Ray Cluster Configuration

To create Ray Clusters using the CodeFlare SDK a cluster configuration needs to be created first. This is what a typical cluster configuration would look like; Note: The values for CPU and Memory are at the minimum requirements for creating the Ray Cluster.

from codeflare_sdk import Cluster, ClusterConfiguration

cluster = Cluster(ClusterConfiguration(
    name='ray-example', # Mandatory Field
    namespace='default', # Default None
    head_cpu_requests=1, # Default 2
    head_cpu_limits=1, # Default 2
    head_memory_requests=1, # Default 8
    head_memory_limits=1, # Default 8
    head_extended_resource_requests={'nvidia.com/gpu':0}, # Default 0
    worker_extended_resource_requests={'nvidia.com/gpu':0}, # Default 0
    num_workers=1, # Default 1
    worker_cpu_requests=1, # Default 1
    worker_cpu_limits=1, # Default 1
    worker_memory_requests=2, # Default 2
    worker_memory_limits=2, # Default 2
    # image="", # Optional Field
    labels={"exampleLabel": "example", "secondLabel": "example"},
    annotations={"key1":"value1", "key2":"value2"},
    volumes=[], # See Custom Volumes/Volume Mounts
    volume_mounts=[], # See Custom Volumes/Volume Mounts
))

Note

The default images used by the CodeFlare SDK for creating a RayCluster resource depend on the installed Python version:

  • For Python 3.9: quay.io/modh/ray:2.35.0-py39-cu121

  • For Python 3.11: quay.io/modh/ray:2.35.0-py311-cu121

If you prefer to use a custom Ray image that better suits your needs, you can specify it in the image field to override the default. If you are using ROCm compatible GPUs you can use quay.io/modh/ray:2.35.0-py39-rocm61. You can also find documentation on building a custom image here.
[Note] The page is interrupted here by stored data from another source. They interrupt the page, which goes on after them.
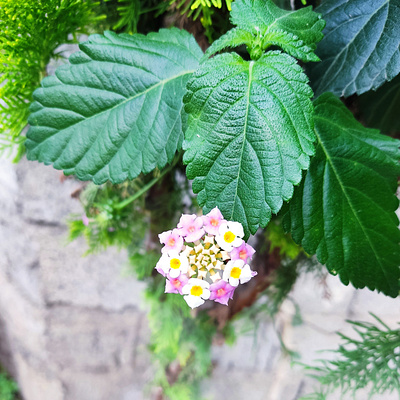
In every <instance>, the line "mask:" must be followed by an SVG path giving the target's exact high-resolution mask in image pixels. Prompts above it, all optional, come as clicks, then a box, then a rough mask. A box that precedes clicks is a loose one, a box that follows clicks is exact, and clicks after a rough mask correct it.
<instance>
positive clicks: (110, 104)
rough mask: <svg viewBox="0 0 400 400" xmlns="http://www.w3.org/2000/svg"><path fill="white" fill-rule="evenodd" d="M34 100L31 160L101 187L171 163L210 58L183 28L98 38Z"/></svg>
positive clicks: (57, 70)
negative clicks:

The labels={"exampleLabel": "example"} parameter can be used to apply additional labels to the RayCluster resource.

After creating their cluster, a user can call cluster.up() and cluster.down() to respectively create or remove the Ray Cluster.

Custom Volumes/Volume Mounts

To add custom Volumes and Volume Mounts to your Ray Cluster you need to create two lists volumes and volume_mounts. The lists consist of V1Volume and V1VolumeMount objects respectively.
Populating these parameters will create Volumes and Volume Mounts for the head and each worker pod.
from kubernetes.client import V1Volume, V1VolumeMount, V1EmptyDirVolumeSource, V1ConfigMapVolumeSource, V1KeyToPath, V1SecretVolumeSource
# In this example we are using the Config Map, EmptyDir and Secret Volume types
volume_mounts_list = [
    V1VolumeMount(
        mount_path="/home/ray/test1",
        name = "test"
    ),
    V1VolumeMount(
        mount_path = "/home/ray/test2",
        name = "test2",
    ),
    V1VolumeMount(
        mount_path = "/home/ray/test3",
        name = "test3",
    )
]

volumes_list = [
    V1Volume(
        name="test",
        empty_dir=V1EmptyDirVolumeSource(size_limit="2Gi"),
    ),
    V1Volume(
        name="test2",
        config_map=V1ConfigMapVolumeSource(
            name="test-config-map",
            items=[V1KeyToPath(key="test", path="data.txt")]
        )
    ),
    V1Volume(
        name="test3",
        secret=V1SecretVolumeSource(
            secret_name="test-secret"
        )
    )
]
For more information on creating Volumes and Volume Mounts with Python check out the Python Kubernetes docs (Volumes, Volume Mounts).
You can also find further information on Volumes and Volume Mounts by visiting the Kubernetes documentation.

Deprecating Parameters

The following parameters of the ClusterConfiguration are being deprecated.

Deprecated Parameter

Replaced By

head_cpus

head_cpu_requests, head_cpu_limits

head_memory

head_memory_requests, head_memory_limits

min_cpus

worker_cpu_requests

max_cpus

worker_cpu_limits

min_memory

worker_memory_requests

max_memory

worker_memory_limits

head_gpus

head_extended_resource_requests

num_gpus

worker_extended_resource_requests